Женщина и есть именно та материя, которая принимает любую форму. Тот факт, что девочки обладают большей способностью запоминания учебного материала, чем мальчики, можно объяснить только пустотой и ничтожеством женщин, которые пропитываются любым содержанием. Мужчина же сохраняет в своей памяти лишь то, что его действительно интересует, все же остальное он забывает (см. часть II). Но то, что мы назвали приспосабливаемостью женщины, ее полная подчиняемость пересоздающей воле мужчины все это объясняется только тем, что женщина является одной только материей, что она лишена всякой изначальной формы. Женщина ничто, поэтому и только ПОЭТОМУ она может стать всем. Мужчина же может стать только тем, что он есть. Из женщины можно сделать все, что только угодно, тогда как мужчине можно лишь помочь достигнуть того, к чему он сам стремится. Поэтому. серьезно говоря, имеет смысл воспитывать женщин, но не мужчин. Воспитание производит крайне незначительную перемену в истинной сущности мужчины, в женщине же путем одного внешнего влияния можно вытеснить глубочайшую природу ее высшую ценность, которую OH придает сексуальности. Женщина может создать какое угодно представление, она может все отрицать, но в действительности она ничто. У женщин нет какого-нибудь определенного свойства. Единственное ее свойство покоится на том, что она лишена всяких свойств. Вот в чем заключается вся сложность и загадочность женщины. В этом кроется ее превосходство над мужчиной и ее неуловимость для него, потому что мужчина и в данном случае ищет какого-то прочного ядра.
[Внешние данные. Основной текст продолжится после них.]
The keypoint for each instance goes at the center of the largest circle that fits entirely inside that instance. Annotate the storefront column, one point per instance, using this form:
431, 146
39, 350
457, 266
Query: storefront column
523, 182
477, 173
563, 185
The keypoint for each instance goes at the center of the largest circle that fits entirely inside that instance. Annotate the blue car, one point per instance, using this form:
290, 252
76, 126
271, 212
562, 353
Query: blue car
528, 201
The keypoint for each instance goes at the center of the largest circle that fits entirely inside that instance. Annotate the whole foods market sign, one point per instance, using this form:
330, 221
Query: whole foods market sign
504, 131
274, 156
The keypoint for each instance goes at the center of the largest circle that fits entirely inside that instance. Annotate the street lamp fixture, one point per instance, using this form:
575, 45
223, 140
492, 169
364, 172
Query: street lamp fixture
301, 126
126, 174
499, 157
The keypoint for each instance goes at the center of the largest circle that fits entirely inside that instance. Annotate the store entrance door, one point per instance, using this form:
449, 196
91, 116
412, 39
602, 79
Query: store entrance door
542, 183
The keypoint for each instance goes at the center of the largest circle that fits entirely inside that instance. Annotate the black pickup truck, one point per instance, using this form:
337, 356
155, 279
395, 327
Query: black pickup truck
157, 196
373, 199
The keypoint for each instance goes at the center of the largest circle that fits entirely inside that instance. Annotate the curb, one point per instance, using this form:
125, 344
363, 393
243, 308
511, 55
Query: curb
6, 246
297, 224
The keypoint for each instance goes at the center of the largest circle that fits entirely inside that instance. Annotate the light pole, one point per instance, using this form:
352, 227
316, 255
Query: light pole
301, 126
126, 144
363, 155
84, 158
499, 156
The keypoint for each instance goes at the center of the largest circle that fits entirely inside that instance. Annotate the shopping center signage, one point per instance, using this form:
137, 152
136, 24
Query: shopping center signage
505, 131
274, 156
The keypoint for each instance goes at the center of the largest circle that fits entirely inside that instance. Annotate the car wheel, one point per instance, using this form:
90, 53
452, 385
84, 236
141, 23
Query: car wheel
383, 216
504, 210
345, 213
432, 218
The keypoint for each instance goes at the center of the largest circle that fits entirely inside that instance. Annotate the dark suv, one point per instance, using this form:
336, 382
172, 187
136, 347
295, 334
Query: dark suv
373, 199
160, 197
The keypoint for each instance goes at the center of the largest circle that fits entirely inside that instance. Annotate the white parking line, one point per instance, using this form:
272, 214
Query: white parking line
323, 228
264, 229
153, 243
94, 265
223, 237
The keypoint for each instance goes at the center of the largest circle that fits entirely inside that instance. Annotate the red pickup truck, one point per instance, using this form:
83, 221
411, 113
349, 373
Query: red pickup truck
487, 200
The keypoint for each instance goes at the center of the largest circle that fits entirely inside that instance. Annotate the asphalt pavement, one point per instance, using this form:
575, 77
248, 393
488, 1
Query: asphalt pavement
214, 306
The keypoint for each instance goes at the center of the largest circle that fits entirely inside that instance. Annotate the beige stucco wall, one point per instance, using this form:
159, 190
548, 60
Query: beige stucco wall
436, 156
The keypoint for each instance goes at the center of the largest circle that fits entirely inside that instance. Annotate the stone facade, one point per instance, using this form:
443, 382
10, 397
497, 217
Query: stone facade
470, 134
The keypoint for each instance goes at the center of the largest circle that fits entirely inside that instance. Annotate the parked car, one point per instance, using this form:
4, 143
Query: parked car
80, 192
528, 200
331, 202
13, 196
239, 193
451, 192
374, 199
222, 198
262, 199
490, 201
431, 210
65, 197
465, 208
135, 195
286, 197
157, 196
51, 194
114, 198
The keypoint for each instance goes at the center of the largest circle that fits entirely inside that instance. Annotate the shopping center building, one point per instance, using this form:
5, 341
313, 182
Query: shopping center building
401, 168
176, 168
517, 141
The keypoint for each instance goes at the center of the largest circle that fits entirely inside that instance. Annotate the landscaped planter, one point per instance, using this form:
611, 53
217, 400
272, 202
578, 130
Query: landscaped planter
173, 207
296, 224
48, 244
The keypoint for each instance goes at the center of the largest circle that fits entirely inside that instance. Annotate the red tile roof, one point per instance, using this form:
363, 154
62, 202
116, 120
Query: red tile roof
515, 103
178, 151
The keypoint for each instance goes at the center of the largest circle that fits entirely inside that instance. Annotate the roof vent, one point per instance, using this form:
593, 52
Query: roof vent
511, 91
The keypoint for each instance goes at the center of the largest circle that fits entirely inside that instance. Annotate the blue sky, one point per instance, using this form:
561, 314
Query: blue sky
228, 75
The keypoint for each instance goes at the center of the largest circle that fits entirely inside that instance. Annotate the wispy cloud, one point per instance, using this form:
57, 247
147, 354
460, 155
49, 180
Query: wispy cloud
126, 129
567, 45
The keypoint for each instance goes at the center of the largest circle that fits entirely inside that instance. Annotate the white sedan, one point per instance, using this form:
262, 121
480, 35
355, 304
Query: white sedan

Если найденные нами выводы в своей правильности и не вызовут ни в ком сомнения, то все же они заслуживают упрек в том, что они не дают никаких сведений об истинной сущности мужчины. Можно ли приписать ему какую-нибудь общую черту, как мы сделали это по отношению к женщине, всеобщим свойством которой является сводничество, отсутствие всякой сущности? Существует ли вообще понятие мужчины в том смысле, в каком существует понятие женщины? Допускает ли она подобное же определение?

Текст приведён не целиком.